Without mechanisms for publishers to monetize visitors, publisher quality deteriorates or becomes untenable for independents.

In a world where nobody wants to pay for content, this is a minimally disruptive, novel way to pass revenue directly into the hands of publishers that are working hard to create content.

2 comments

I would much rather pay a few cents than watch an Ad on Hulu. It got so bad I simply stopped watching Hulu all together. Now yet another start up has tacked the hard monetization problem by crating even more annoying advertizing. And you don't see anything wrong with this picture?

PS: Advertizing is basically a zero sum game. It's a multi billion dollar industry, but most people spend most of what they make and better advertizing does not change that fact.

A lot of people "would rather pay a few cents than...", but who "would rather create an account, verify their email address, get out their credit card, enter their payment information, and confirm a $0.05 payment than..."?

Maybe the best form of protest would be to come up with a one-click way to pay a few cents for something. As far as I know, Flattr is about the only thing in that space.

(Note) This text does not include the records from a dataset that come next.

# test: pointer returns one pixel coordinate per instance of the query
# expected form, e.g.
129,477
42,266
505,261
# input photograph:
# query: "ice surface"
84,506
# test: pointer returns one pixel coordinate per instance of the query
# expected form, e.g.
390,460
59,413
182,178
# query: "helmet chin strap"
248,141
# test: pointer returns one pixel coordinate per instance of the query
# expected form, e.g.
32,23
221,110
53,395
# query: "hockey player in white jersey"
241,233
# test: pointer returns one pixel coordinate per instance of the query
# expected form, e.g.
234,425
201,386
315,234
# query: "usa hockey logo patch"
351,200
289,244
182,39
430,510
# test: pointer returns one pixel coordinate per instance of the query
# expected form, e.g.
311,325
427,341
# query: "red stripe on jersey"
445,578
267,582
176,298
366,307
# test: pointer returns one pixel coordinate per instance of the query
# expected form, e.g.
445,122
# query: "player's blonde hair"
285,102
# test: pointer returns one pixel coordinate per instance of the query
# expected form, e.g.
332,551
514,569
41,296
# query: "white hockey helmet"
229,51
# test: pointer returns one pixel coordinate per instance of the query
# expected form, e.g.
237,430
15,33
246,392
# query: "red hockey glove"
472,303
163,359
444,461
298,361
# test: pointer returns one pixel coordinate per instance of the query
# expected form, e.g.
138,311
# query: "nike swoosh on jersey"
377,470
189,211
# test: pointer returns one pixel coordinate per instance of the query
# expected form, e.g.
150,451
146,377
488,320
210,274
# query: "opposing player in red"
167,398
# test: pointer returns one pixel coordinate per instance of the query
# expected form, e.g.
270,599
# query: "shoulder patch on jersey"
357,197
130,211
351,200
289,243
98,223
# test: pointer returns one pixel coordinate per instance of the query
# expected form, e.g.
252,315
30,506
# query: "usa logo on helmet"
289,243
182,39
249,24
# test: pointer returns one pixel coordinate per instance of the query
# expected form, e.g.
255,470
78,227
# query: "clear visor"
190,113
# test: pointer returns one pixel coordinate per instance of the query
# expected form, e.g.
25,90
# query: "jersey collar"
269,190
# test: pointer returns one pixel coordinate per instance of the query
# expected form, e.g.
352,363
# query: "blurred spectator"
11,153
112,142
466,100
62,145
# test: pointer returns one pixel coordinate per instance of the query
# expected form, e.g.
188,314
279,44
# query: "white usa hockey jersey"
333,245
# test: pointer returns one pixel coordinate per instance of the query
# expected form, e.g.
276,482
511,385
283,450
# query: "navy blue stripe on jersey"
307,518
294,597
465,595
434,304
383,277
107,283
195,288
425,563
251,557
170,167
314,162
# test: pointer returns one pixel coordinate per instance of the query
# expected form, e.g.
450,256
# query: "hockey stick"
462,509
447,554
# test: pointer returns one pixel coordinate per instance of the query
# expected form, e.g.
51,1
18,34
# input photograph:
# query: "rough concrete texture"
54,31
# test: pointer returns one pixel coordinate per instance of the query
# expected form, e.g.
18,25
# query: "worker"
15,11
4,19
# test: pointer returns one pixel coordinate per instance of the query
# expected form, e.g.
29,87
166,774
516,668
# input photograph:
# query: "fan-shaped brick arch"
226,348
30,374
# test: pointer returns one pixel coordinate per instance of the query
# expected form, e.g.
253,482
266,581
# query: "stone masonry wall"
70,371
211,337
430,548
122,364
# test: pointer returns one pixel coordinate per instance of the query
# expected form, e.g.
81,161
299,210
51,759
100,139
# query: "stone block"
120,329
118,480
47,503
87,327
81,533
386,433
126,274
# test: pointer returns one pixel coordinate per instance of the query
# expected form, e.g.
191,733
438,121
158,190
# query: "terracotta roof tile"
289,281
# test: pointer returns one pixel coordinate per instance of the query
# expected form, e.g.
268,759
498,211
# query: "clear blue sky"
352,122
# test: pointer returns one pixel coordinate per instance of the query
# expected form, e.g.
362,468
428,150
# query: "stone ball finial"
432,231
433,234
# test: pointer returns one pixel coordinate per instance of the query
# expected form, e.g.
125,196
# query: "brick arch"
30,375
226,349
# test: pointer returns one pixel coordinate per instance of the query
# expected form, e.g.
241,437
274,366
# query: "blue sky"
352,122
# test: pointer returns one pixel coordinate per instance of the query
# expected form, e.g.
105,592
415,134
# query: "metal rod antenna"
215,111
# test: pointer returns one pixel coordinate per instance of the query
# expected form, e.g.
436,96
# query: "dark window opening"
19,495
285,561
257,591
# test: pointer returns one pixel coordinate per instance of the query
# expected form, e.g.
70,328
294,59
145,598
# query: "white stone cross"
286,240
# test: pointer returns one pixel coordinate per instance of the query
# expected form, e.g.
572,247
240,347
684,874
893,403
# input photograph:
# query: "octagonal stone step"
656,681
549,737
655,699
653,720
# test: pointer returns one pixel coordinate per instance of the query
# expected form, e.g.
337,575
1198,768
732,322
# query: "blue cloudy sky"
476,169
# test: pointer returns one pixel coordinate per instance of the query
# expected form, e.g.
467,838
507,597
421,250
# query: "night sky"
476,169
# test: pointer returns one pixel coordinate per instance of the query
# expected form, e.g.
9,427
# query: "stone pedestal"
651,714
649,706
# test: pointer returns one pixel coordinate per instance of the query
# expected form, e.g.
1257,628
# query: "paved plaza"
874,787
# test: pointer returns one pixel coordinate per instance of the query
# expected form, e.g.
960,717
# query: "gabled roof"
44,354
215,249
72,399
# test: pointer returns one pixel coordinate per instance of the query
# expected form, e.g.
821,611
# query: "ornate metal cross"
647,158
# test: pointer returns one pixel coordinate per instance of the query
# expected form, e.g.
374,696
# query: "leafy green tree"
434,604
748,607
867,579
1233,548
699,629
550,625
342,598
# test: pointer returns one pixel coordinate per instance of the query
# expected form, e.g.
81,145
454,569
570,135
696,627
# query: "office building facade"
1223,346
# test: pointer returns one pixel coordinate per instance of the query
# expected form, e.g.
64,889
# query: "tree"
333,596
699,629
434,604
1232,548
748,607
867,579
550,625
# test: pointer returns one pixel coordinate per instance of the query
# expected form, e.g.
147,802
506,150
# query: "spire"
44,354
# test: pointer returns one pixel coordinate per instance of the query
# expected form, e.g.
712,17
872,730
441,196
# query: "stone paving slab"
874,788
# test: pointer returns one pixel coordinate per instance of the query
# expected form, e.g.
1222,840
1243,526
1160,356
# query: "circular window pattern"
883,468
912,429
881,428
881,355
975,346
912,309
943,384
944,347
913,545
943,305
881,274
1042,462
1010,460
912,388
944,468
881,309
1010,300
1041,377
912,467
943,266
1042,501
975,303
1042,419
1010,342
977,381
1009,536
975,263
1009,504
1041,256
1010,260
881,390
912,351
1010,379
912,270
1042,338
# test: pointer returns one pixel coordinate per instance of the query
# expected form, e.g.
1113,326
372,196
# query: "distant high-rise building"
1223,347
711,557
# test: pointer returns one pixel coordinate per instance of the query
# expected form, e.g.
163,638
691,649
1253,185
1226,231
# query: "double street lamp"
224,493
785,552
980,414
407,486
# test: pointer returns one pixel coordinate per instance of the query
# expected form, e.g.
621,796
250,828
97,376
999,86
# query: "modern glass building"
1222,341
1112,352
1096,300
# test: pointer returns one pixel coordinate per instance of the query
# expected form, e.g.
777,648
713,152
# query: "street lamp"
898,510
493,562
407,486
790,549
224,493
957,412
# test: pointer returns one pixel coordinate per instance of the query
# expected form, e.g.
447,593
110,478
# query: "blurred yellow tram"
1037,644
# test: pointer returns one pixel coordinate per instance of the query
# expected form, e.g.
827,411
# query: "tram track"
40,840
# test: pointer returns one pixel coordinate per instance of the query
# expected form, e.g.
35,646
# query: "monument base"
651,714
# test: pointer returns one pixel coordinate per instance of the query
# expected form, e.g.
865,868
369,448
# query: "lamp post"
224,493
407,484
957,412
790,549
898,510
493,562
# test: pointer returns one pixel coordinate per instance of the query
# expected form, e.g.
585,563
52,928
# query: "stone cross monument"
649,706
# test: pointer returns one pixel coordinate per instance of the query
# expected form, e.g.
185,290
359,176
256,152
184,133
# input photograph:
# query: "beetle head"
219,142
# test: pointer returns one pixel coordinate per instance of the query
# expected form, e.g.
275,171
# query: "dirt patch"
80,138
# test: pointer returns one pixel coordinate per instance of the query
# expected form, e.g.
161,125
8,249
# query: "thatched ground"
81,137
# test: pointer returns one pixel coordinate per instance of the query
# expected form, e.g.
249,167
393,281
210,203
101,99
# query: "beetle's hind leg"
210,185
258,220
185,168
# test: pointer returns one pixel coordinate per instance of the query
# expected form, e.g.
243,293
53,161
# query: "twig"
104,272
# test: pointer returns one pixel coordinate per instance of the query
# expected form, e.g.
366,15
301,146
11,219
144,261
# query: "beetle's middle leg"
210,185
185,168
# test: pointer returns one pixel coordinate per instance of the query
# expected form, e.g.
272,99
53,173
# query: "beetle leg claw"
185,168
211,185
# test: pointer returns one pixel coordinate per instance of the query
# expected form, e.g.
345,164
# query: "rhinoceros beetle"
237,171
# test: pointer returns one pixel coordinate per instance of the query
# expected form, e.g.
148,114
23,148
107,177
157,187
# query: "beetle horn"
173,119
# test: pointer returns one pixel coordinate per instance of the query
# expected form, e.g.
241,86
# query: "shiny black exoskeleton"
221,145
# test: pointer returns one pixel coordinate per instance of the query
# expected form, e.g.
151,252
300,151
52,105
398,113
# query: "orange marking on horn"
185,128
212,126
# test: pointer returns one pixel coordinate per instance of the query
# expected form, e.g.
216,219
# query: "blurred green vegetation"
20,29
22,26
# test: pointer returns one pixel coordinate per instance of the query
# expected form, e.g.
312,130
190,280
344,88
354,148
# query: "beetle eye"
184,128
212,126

I agree that there is a problem to solve. But I'm not sure if this approach does anything other than shift some advertising money around. Does it really change the equation or the size of the pie? I don't think so. Whether or not it's minimally disruptive depends on how it is used - like all advertising.

It's perfectly OK for a startup to do advertising stuff, but I agree with jrkelly that this is not what the world needs engineers for. It's just a way to make some money and I wish them luck with that.